Mas a compreensão do Partido Comunista Chinês de “Estado de Direito” parece muito distante do que aqueles que Wu gostariam. Em vez de avançar nos princípios da justiça imparcial que sustentam os sistemas jurídicos ocidentais desde os dias da Magna Carta, o presidente Xi voltou ao passado antigo da China e ao fantasma do legalismo - uma filosofia que dita um código de disciplina rigoroso, muitas vezes brutal, para garantir regra absoluta.
"Quando aqueles que defendem a lei são fortes, o estado é forte", Xi citou aprovadamente Han Fei, um filósofo cujos ensinamentos moldaram o legalismo pela primeira vez há dois milênios. O problema? Na história chinesa, quase todas as autoridades que apoiaram o legalismo acabaram sujeitas a ele, suas dinastias dominantes entrando em colapso rapidamente depois.

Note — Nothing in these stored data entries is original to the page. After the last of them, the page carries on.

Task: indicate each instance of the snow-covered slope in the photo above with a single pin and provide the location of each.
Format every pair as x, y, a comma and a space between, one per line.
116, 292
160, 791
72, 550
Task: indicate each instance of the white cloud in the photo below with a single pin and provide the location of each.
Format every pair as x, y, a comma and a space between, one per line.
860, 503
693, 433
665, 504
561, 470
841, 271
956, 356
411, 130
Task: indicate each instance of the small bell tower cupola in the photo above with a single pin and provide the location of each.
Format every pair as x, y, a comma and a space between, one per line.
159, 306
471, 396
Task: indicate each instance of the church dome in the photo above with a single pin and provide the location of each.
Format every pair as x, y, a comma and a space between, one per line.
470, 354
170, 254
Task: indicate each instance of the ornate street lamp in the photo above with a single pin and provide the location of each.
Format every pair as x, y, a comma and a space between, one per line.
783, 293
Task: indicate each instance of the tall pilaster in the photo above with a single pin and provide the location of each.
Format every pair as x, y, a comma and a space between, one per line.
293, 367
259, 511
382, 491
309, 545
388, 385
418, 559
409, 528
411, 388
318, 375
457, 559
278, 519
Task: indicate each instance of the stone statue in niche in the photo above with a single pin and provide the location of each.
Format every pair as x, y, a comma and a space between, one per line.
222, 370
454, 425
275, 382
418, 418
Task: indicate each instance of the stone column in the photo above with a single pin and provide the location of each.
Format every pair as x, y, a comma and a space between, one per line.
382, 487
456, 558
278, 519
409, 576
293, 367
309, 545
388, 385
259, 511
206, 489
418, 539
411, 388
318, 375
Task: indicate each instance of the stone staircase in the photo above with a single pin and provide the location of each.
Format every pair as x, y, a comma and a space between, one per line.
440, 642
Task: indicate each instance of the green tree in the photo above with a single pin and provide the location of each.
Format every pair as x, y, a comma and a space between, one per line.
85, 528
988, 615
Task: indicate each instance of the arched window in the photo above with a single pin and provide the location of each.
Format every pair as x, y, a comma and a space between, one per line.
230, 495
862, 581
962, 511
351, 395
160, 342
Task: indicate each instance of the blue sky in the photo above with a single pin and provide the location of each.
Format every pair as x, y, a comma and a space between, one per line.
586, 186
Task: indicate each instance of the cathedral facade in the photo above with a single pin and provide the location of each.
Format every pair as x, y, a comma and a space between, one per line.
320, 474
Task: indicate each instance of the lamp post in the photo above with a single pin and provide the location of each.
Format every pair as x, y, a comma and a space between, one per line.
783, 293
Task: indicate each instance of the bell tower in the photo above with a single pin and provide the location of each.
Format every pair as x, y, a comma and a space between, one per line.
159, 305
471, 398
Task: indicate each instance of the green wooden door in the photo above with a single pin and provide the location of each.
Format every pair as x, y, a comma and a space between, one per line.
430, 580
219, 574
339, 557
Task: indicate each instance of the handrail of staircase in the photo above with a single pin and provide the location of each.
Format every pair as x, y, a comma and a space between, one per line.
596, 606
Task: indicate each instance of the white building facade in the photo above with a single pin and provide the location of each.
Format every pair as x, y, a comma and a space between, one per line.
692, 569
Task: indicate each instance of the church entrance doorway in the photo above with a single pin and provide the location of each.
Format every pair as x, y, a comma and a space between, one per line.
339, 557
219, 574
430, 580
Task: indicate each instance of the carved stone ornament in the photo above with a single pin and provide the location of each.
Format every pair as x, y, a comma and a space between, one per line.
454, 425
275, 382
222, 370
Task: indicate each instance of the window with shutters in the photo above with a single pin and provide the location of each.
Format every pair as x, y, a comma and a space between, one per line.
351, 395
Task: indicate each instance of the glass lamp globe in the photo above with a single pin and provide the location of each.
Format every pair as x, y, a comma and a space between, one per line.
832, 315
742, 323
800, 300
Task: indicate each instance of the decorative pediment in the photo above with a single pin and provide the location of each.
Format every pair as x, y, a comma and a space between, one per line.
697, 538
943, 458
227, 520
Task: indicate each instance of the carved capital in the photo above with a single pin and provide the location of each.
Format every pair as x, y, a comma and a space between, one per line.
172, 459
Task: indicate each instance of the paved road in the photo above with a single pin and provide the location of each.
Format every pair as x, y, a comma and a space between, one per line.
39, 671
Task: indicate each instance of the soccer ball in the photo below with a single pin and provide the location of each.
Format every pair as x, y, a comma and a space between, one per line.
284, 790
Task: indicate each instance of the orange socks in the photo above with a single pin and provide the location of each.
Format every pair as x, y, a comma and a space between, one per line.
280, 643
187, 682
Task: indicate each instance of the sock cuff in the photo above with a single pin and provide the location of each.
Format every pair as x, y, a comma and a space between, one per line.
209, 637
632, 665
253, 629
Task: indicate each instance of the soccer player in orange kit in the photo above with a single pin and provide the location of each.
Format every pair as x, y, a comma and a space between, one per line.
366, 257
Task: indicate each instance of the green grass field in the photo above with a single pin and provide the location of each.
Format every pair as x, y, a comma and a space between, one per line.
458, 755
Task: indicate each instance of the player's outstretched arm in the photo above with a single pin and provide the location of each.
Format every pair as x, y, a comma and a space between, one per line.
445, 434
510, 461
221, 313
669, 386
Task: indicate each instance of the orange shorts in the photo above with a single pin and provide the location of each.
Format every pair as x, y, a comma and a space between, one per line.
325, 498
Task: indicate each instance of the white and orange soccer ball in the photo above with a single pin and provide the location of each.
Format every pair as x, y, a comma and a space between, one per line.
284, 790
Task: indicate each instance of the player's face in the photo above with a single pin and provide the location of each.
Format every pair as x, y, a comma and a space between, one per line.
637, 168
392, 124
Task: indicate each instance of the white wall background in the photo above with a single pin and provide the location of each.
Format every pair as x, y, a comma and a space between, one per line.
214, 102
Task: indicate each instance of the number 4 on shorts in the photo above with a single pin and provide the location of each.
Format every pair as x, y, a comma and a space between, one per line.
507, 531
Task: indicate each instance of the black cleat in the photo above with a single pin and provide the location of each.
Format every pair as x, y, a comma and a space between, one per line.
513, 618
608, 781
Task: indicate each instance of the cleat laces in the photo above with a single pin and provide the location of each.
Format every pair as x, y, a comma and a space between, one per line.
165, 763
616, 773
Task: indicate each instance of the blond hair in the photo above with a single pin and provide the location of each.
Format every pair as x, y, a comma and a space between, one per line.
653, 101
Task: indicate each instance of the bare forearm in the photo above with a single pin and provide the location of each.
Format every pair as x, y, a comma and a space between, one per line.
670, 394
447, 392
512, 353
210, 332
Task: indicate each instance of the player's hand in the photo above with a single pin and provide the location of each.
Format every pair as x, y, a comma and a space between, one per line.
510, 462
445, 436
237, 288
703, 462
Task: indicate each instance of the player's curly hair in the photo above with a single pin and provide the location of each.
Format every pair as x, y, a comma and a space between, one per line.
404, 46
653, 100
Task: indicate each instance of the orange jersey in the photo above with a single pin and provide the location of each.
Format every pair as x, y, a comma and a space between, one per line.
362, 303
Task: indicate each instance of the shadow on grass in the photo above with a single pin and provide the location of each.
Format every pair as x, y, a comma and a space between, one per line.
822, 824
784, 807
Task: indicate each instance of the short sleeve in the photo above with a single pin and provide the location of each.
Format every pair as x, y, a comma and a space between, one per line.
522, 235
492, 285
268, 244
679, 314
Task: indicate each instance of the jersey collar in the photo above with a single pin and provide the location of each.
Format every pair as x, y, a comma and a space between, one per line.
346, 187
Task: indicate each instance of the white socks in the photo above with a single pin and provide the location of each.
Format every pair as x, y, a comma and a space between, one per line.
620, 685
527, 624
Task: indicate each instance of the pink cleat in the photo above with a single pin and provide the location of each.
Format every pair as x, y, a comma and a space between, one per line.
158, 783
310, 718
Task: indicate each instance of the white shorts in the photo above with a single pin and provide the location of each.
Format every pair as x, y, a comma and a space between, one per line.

Para quem se aproxima do banco, o futuro agora parece tão trêmulo quanto qualquer um que o esteja enfrentando. "Para o próximo treinamento de juízes, não estou ansioso por isso", escreveu Li Can, um aspirante a juiz, no Weibo. “Aprender direito durante todos esses anos foi para que eu pudesse ser uma pedra no caminho da construção do Estado de Direito. Vendo a situação embaraçosa da justiça, na realidade, a tragédia do juiz Ma me arrepia.”